For a long period of time, I heavily relied upon my wife on the cultivation path. I worked with her to talk about Falun Gong to relatives, friends, classmates, and colleagues. We talked to people face-to-face when we had sufficient time. Otherwise, we delivered to them Minghui periodicals, truth-information disks, calendars, and other materials.

My classmates and colleagues are well-educated. Some are in business and some are relatively successful in their careers. Many think that they are better than others in their judgment and skeptical about everything, which makes it difficult to talk to them about Dafa and even more so when it comes to persuading them to quit the CCP. But with our persistence, some of them were convinced and quit the Party.

We told our relatives about Falun Dafa in person when we visited our hometown. Most of the relatives were simple and kind. They could recognize the nature of the evil Party. Some quit the CCP after knowing the truth, and some also wanted to practice Dafa.

One day, I thought that I should clarify the truth alone. I believed that my introverted, timid, and fearful personality actually came from the attachments of fear and self-protection. I was afraid of being hurt and hid myself behind my attachments for protection. I had to get rid of the attachments.

People were scared during the COVID-19 pandemic. There were few on the streets, and everyone in the office was masked. They were very nervous, not knowing what the situation would turn out to be. I thought that would be a good opportunity for me to make a breakthrough because many people, in consideration of their own safety, would think about other issues. It was much easier to help them accept the truth.

I first strengthened my righteous thoughts through Fa study. I learned how to clarify the truth from articles on the Minghui website. I then began my efforts independently, convincing friends about the healing power of Dafa with my personal experiences. The result was very good. After talking to people one after another, I found myself able to speak clearly, and my fear subsided.

A family member of my colleague also suffered from depression. He has sought medical treatment everywhere to no avail, and could only rely on drugs. This situation put a heavy burden on my colleague and greatly affected her performance. I told her about how I got out of severe depression in three months by practicing Dafa. She was surprised and expressed the desire to cultivate.

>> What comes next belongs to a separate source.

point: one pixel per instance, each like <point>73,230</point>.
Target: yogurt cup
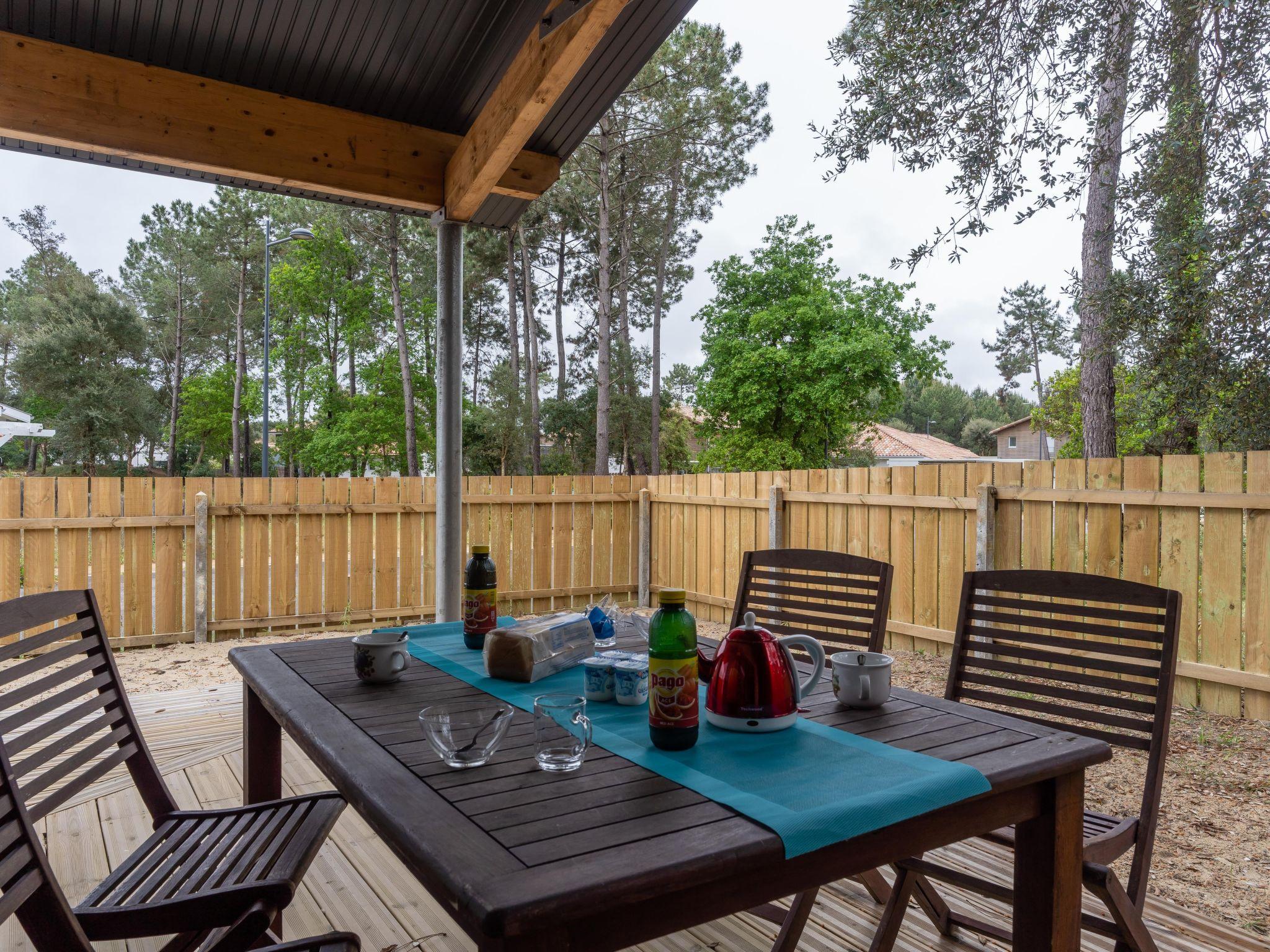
<point>597,678</point>
<point>630,682</point>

She also wanted her family members to practice Dafa.

Although my skills in truth clarification have improved, I am still hindered by attachments in some aspects. I am kept from making breakthroughs by my sense of self-esteem. I am a perfectionist and always want to succeed on the first try. If I fail to do so, I would feel defeated and awkward. I am also fearful and overwhelmed about safety, thus losing many opportunities to talk to people.

Getting to the bottom of it, these attachments actually reflect my selfishness. This means that I think of myself first. Now, I am working hard to get rid of these human notions.